Next month we are publishing the first book in our CAL Series on Language Education, English Language Teaching as a Second Career by Sarah J. Shin. To introduce the new series and explain more about its aims, we asked the series editors, Terrence G. Wiley, M. Beatriz Arias and Joy Kreeft Peyton, a few questions.
The Center for Applied Linguistics (CAL) is a nonprofit organization headquartered in Washington, DC. We were founded in 1959 by noted linguist Charles A. Ferguson. Our mission is to promote language learning and cultural understanding, and we serve as a trusted resource for research, services, and policy analysis. The CAL team includes a cadre of scholars, researchers, and practitioners that focus on solutions to issues involving language and culture as they relate to access and equity in education and society around the globe.
What are the aims of the CAL Series on Language Education?
CAL wants to make high-quality, research-based resources on language learning, instruction, and assessment widely available to inform teacher classroom practices, enhance teacher education, and build background knowledge for university students across a wide range of disciplines.
Who is the audience for the series?
Educators, in the classroom or in training, as well as students in applied linguistics and other language-related fields.
How does the series differ from other series on language education?
CAL believes it can offer a comprehensive look at language education based on our decades of experience in conducting research into how language is learned and applying this knowledge to make information and resources available for educators and practitioners.
How did the idea for the series come about?
In thinking about the wealth of research-based knowledge and practical information CAL has developed over the decades, we wanted to find a purposeful way to share this knowledge. Working with our colleagues at Multilingual Matters to develop this book series was the perfect solution for our desire to disseminate information more broadly.

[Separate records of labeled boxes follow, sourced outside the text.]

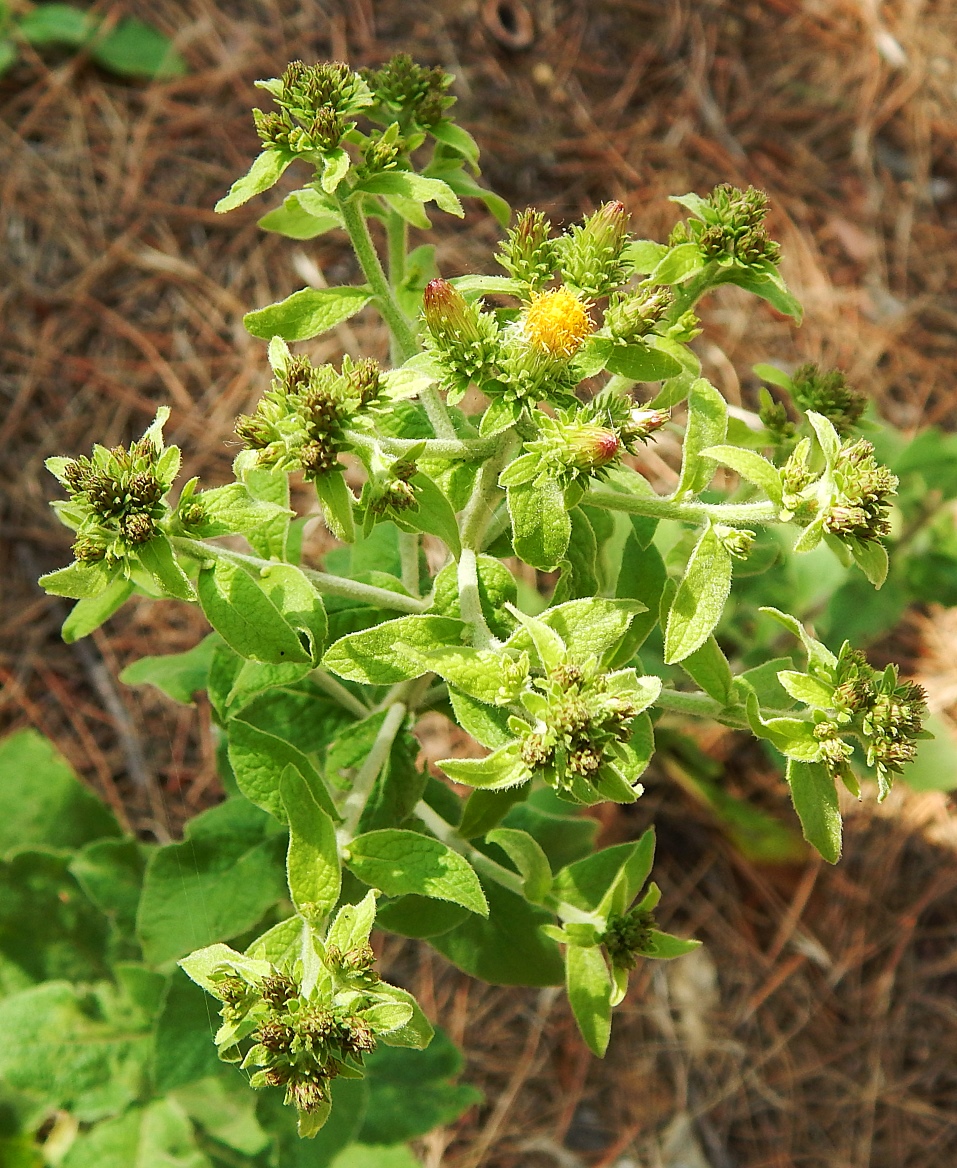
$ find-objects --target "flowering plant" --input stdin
[42,56,923,1136]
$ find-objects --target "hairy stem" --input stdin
[398,531,418,596]
[339,199,418,361]
[171,535,428,612]
[308,668,372,718]
[335,702,405,851]
[582,487,781,523]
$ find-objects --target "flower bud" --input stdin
[559,202,629,297]
[495,208,557,288]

What topics will be covered in the series?
CAL plans to cover a wide range of topics including approaches to language instruction and assessment, approaches to content instruction and assessment for language learners, professional development for educators working with language learners, principles of second language acquisition for educators, and connections between language policy and educational practice.

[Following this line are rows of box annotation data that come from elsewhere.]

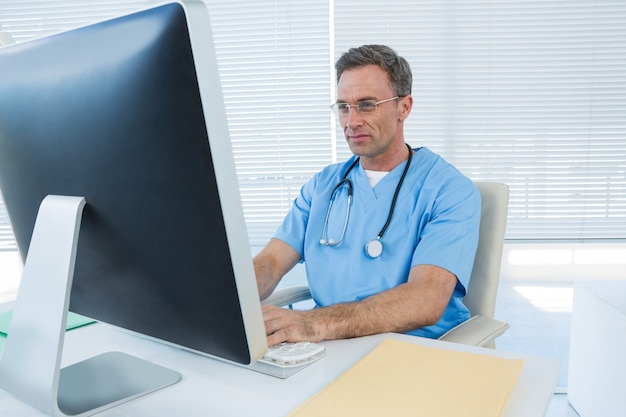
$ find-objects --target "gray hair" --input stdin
[335,45,413,96]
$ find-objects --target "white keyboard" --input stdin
[259,342,325,367]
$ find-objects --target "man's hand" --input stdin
[263,265,457,346]
[263,305,324,346]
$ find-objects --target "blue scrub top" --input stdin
[274,148,481,338]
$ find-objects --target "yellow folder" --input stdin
[290,339,523,417]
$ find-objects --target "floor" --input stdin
[0,249,578,417]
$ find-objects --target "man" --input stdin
[254,45,480,346]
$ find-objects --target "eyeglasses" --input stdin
[330,96,401,117]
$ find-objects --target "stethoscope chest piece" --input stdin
[365,238,383,259]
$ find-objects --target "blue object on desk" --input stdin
[0,311,96,352]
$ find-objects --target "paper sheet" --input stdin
[290,339,523,417]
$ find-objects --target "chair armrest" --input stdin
[439,316,509,347]
[261,285,311,307]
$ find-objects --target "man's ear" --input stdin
[398,94,413,121]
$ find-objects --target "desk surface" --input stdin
[0,306,559,417]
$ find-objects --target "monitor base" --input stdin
[0,196,181,417]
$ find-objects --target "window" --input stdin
[0,0,626,246]
[334,0,626,240]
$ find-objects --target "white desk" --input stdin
[0,300,559,417]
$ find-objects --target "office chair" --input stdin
[263,182,509,348]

What made you choose Multilingual Matters as a publisher to partner with and how will CAL and Multilingual Matters work together on this series?
This was an easy choice for CAL. We have a long-standing relationship with the team at Multilingual Matters and are pleased that many of our staff are published authors under the Multilingual Matters banner. Our two organizations also have similar core values, believing that languages and cultures are important individual and societal resources, that multilingualism is beneficial both for individuals and for societies, and that effective language education should be widely available.
What are your own personal research interests and how will these be incorporated into the series?
CAL’s research interests focus on a wide range of topics connected to language and culture and include policy, instruction, and assessment. We have a long-standing interest in research on language education and promoting equity and access for language learners, with a special interest in programs that promote additive bilingualism. This series provides a natural outlet for our interests and priorities.